Let <math>A_{1.0}, A_{1.1}, A_{1.7}, A_{1.11}, A_{2.1}, A_{2.9}, A_{3.0}</math> denote versions of module <math>A</math>. It is not really important what format the versions use, the only condition is that there is a [[wikipedia:Linear_order|linear order]] among the versions. As such the rest of the terminology is using single variable (<math>x</math> or <math>p</math>) to denote the version.
Let <math>A_{x} \rightarrow B_{[u,v)}</math> denote the fact that version ''x'' of module A depends on version range <math>[u, v)</math> of module ''B''. E.g. any version of module ''B'' between u and less than v can be used to satisfy A's need.

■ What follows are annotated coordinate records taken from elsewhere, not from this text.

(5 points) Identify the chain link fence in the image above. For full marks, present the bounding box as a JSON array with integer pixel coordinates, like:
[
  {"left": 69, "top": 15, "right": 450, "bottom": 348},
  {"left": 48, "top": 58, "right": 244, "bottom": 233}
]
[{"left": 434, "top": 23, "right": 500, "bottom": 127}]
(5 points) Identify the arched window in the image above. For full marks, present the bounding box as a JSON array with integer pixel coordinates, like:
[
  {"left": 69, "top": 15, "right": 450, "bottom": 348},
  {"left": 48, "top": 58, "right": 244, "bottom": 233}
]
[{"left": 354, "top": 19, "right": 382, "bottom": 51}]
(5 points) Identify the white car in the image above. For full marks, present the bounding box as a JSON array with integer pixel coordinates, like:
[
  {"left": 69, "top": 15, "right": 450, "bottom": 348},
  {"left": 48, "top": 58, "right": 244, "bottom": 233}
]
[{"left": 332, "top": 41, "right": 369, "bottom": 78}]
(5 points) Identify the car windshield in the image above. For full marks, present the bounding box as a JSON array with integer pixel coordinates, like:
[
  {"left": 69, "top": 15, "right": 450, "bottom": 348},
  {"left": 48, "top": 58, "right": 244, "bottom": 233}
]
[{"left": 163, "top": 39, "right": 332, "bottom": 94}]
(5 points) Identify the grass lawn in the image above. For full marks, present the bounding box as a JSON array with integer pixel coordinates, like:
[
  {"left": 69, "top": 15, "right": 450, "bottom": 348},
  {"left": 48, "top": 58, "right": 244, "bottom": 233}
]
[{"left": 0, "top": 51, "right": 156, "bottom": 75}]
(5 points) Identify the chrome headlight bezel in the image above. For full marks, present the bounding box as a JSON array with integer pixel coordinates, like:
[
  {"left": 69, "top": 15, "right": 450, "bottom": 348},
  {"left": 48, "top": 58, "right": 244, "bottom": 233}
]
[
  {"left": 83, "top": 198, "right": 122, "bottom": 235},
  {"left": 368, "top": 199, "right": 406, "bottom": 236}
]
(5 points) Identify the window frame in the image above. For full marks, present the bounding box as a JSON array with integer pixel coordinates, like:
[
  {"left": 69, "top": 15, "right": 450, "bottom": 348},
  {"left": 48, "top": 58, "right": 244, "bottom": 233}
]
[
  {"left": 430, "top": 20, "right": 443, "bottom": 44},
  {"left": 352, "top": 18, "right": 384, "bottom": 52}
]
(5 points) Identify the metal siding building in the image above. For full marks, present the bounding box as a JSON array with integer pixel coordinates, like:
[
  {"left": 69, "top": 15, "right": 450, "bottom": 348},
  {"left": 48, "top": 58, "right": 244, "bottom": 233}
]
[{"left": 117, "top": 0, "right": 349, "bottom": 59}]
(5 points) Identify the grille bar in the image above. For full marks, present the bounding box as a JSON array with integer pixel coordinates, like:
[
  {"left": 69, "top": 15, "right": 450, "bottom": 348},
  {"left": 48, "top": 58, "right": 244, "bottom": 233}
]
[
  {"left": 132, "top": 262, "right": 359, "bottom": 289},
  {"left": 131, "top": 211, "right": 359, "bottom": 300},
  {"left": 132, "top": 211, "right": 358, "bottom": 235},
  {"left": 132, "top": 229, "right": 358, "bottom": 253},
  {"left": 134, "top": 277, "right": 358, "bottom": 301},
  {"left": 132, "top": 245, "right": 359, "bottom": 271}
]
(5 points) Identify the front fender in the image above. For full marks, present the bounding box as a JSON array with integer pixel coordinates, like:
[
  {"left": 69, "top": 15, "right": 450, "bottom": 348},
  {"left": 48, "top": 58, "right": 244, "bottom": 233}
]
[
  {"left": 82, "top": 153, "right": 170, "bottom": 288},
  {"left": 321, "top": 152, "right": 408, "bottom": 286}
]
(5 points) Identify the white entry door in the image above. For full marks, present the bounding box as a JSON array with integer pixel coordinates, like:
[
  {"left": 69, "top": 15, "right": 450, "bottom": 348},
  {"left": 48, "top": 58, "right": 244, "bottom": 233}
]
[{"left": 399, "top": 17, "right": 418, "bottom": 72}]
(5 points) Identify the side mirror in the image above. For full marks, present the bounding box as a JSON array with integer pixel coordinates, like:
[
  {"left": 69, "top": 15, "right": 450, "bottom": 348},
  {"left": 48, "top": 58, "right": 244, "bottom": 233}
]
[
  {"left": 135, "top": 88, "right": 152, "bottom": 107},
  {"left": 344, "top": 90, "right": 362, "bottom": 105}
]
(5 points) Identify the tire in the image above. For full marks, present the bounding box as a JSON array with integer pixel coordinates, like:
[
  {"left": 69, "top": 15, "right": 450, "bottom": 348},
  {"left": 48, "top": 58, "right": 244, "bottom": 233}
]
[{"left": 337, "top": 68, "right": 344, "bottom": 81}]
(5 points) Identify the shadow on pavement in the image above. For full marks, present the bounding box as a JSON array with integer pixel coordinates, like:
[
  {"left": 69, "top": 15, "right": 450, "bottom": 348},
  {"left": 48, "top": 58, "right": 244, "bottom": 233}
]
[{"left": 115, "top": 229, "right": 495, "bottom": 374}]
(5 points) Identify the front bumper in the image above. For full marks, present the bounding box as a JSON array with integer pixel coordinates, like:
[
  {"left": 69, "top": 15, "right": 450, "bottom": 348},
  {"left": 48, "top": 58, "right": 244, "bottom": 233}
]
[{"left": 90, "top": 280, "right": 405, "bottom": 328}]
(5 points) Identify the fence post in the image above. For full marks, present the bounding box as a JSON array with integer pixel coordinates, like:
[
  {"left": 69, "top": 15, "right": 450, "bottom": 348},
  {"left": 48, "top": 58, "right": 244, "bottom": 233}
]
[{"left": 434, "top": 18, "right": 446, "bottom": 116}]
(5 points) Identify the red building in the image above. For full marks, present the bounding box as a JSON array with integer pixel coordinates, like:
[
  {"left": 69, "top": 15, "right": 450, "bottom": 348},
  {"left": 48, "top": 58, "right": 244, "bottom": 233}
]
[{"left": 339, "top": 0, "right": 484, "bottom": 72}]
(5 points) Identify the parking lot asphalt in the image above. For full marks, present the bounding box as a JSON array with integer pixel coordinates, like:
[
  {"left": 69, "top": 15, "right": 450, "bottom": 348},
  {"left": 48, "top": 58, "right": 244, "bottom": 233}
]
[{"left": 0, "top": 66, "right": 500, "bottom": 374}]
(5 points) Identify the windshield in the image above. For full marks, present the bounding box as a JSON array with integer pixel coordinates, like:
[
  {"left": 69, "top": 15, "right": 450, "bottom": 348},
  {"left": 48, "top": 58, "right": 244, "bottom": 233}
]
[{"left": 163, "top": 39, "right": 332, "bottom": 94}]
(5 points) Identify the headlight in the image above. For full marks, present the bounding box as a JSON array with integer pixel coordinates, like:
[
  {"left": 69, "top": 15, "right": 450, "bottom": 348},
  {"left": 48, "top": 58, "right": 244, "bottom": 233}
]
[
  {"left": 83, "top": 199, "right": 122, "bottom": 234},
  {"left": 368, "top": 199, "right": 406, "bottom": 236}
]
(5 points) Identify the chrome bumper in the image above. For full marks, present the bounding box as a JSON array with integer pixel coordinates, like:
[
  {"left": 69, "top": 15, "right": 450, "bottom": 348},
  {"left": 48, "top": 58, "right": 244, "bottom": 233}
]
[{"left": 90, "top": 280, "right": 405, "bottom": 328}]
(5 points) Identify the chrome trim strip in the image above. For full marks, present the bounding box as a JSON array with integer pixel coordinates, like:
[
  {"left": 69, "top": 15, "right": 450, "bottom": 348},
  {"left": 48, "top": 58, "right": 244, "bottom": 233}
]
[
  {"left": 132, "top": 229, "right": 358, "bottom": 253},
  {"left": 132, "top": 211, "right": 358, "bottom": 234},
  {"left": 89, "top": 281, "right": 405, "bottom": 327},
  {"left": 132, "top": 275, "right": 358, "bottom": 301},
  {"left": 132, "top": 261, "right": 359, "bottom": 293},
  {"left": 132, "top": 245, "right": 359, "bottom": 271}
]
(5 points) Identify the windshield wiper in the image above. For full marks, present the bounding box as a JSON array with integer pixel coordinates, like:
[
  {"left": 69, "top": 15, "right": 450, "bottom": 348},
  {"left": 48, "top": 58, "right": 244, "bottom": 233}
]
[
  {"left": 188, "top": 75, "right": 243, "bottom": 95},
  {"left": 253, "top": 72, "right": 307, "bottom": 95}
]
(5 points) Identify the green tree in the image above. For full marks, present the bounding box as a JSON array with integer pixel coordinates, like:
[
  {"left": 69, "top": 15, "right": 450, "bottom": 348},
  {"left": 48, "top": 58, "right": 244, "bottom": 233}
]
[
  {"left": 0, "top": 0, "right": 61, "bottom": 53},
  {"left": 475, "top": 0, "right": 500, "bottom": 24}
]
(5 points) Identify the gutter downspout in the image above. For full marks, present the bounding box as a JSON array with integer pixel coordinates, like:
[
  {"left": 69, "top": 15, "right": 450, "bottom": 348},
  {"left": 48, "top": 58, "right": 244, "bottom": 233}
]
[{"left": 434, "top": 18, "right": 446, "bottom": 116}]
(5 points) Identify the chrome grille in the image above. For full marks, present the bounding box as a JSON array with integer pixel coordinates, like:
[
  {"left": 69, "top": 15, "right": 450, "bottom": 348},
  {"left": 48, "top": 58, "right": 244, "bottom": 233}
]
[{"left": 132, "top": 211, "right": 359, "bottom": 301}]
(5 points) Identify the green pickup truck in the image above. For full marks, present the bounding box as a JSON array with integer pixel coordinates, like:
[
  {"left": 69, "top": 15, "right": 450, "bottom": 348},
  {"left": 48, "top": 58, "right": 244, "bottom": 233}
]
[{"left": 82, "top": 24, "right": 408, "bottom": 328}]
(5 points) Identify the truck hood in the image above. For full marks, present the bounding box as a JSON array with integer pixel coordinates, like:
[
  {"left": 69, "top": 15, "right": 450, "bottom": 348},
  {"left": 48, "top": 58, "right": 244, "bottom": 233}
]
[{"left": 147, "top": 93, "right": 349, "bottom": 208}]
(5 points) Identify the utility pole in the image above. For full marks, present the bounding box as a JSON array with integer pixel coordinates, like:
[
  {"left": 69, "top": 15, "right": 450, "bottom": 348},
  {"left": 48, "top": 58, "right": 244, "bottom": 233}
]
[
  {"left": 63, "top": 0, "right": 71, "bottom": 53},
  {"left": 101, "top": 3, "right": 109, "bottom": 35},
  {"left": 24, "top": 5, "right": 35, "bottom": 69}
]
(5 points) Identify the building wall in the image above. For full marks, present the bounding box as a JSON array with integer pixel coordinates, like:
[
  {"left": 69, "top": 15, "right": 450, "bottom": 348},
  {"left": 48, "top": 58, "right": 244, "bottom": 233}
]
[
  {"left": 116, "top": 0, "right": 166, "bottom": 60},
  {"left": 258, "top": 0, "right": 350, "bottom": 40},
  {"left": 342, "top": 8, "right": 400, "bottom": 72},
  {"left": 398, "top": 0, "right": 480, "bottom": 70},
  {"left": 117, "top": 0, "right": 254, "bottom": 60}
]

Let <math>A_{x} \rightarrow B_{[u,v]}</math> denote close interval dependency and allow its usage as well. Btw. We don't need to really work on ranges, it is enough to use anything which is linearly ordered.
Let ''Repository'' <math>R=(M,D)</math> be any set of modules with their versions and their dependencies on other modules.
Let C be a ''Configuration'' in a repository <math>R=(M,D)</math>, if
<math>C \subseteq M</math>, where following is satisfied:
# '''each dependency is satisfied''' with some version from dependency range: <math>\forall A_x \in C, \forall A_x \rightarrow B_{[u,v)} \in D \Rightarrow \exists w \in [u,v) \wedge B_{w} \in C</math>
# '''only one version is enabled''': <math>A_{x} \in C \wedge A_{y} \in C \Rightarrow x = y</math>
=== Module Range Dependency Problem ===
Let there be a repository <math>R = (M,D)</math> and a module <math>A \in M</math>. Does there exist a configuration <math>C</math> in the repository <math>R</math>, such that the module <math>A \in C</math>, e.g. the module can be enabled?
=== Conversion of [[3SAT]] to Module Range Dependencies Problem ===
Let there be [[3SAT]] formula with with variables <math>v_1, ..., v_m</math> as defined at [[LibraryReExportIsNPComplete#3SAT|in the original proof]].
Let's create a repository of modules <math>R</math>. For each variable <math>v_i</math> let's create two modules <math>M^i_{1.0}</math> and <math>M^i_{1.1}</math>, and put them into repository <math>R</math>.
For each formula
<math>(x_{i1} \vee x_{i2} \vee x_{i3})</math>
let's create a module <math>F^i</math> that will have three versions. Each of them will depend on one variable's module. In case the variable is used with negation, it will depend on version ''1.0'', otherwise on version ''1.1''. So for formula
:<math>v_a \vee \neg v_b \vee \neg v_c</math>
we will get:
:<math>F^i_{1.1} \rightarrow M^a_{[1.1,1.1]}</math>
:<math>F^i_{1.2} \rightarrow M^b_{[1.0,1.0]}</math>
:<math>F^i_{1.3} \rightarrow M^c_{[1.0,1.0]}</math>
All these modules and dependencies are added into repository <math>R</math>
Now we will create a module <math>T_{1.0}</math> that depends on all formulas:
:<math>T_{1.0} \rightarrow F^1_{[1.0,2.0)}</math>
:<math>T_{1.0} \rightarrow F^2_{[1.0,2.0)}</math>
:...
:<math>T_{1.0} \rightarrow F^n_{[1.0,2.0)}</math>
and add this module as well as its dependencies into repository <math>R</math>.
'''Claim''': There <math>\exists C</math> (a configuration) of repository <math>R</math> and <math>T_{1.0} \in C</math> <math>\Longleftrightarrow</math> there is a solution to the [[3SAT]] formula.
The proof is step by step similar to the one given in [[LibraryReExportIsNPComplete]], so it is not necessary to repeat it here.